Taking the slow boat: travel by freighter

freighter_300If your goal is the journey and you have all the time in the world, how about traveling by freighter?

I’ve only read of a few people who have done it—travel writer Jeff Greenwald being one of them. In his book “The Size of the World,” he circled the world using every means of transportation except an airplane—including a freighter across the Pacific Ocean.

The thing is, you or I could do it just as easily. The article “Freight Escapes” in the current edition of Good magazine tells us how.

As I read the article—which interviews the president of Freighter World Cruises—I realized that freighter travel could be perfect for vagabonds on long-term travel. They say it’s best for travelers with a flexible schedule, since dates change and ports change. And in comparison to your typical cruise, “Freighter travel is for more self-sufficient types that don’t need to be babysat.” Often, the stops are at lesser-known shipping ports rather than tourist ports (although port stays might only be 8-12 hours long).

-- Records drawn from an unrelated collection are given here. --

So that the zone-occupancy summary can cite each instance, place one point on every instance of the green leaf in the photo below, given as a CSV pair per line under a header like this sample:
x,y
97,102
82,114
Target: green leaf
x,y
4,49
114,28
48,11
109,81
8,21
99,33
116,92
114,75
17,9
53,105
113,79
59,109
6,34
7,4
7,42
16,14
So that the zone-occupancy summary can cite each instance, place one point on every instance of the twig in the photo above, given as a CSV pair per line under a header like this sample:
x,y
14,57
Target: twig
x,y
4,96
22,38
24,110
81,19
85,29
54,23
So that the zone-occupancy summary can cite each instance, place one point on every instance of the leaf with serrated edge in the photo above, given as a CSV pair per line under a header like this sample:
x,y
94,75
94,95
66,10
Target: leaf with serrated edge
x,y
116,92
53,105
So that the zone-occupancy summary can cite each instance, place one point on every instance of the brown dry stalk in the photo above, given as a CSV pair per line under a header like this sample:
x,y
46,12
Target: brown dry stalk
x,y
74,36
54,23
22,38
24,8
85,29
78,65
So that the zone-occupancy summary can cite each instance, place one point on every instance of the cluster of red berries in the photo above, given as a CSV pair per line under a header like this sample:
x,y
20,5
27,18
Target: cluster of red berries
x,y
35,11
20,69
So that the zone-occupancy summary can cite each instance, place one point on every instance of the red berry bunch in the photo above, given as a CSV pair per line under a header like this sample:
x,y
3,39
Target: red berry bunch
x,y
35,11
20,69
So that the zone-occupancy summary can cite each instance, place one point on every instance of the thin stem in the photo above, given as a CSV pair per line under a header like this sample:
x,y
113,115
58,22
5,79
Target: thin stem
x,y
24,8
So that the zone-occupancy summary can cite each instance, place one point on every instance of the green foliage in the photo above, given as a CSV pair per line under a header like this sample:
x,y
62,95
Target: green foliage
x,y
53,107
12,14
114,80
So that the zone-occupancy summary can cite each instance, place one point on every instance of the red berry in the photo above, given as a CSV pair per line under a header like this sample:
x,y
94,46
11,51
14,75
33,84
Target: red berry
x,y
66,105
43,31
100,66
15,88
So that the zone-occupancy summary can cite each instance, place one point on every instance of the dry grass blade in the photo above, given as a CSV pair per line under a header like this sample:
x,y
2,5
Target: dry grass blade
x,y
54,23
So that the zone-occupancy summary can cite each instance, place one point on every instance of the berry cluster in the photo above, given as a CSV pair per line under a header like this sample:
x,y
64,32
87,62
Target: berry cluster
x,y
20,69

It definitely has a novelty factor. And I imagine that if had already been been traveling like mad for six months and surround by lots of others, the solitude and simplicity might be really appealing. There would be little to do but read, write, contemplate my next travels or a question on my mind, or work on other hobbies. The article mentions one traveler who spent her time on the freighter sewing—with the sewing machine that she brought with her (and with which she fixed the crew’s clothing!).

It costs about $90-130 per day, so it’s not exactly backpacker-cheap, but you have to take into account that it can cover a large distance. A trip could be anything from a 6-day cruise up the Norwegian coast to a 124-day trip around the world. The idea of being on a freighter might elicit thoughts of the most basic and industrial of surroundings, but Freighter World Cruises says that many of their freighters are outfitted with “a lounge with upholstered furniture, a library with a selection of reading materials, a small pool, and good deck space.”

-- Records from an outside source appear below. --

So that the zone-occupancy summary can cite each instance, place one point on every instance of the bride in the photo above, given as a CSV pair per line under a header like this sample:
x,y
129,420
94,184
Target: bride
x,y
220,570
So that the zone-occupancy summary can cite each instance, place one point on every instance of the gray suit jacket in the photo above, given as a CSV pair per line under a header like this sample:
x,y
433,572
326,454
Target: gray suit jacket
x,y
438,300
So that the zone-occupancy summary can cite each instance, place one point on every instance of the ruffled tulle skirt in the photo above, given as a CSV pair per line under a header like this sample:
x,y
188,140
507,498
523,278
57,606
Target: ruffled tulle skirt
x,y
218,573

Posted by | Comments (5)  | September 23, 2009
Category: General

5 Responses to “Taking the slow boat: travel by freighter”

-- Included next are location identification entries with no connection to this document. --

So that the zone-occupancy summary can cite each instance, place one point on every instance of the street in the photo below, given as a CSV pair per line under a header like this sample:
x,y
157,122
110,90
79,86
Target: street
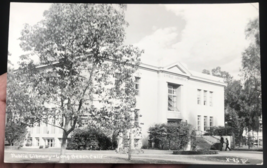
x,y
149,156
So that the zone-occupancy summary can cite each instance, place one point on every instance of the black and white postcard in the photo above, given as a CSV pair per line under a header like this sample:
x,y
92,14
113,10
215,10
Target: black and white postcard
x,y
134,83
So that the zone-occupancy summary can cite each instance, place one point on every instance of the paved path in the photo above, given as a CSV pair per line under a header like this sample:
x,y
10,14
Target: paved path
x,y
150,156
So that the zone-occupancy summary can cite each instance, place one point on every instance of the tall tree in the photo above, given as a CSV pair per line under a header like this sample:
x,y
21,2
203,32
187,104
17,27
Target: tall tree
x,y
82,48
251,71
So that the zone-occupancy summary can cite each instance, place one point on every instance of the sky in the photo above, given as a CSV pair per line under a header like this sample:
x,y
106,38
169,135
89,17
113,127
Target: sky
x,y
203,36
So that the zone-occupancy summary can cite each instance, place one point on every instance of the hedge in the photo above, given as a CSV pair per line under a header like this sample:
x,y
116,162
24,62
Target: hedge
x,y
200,152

  1. Travel-Writers-Exchange.com Says:

    Traveling by freight would be a travel experience like none other. It may take a certain type of traveler to travel by freight. It’s not glamorous and the waters can be choppy. One thing is for sure, it would be a travel experience like none other!

  2. Nouman Zeb Says:

    I agree with you, traveling by freight would certainly be a great experience. District Swabi

  3. Nora Says:

    I was scared off by the price, when I tried to justify tagging along on freighter as a green/cheap alternative to some long-haul flights last year. But I could fly three times over for the cost of a one-way freighter ticket! Then again like you say, a 6-day cruise up the Norwegian coast on a freighter might be much better value than a corresponding cruise.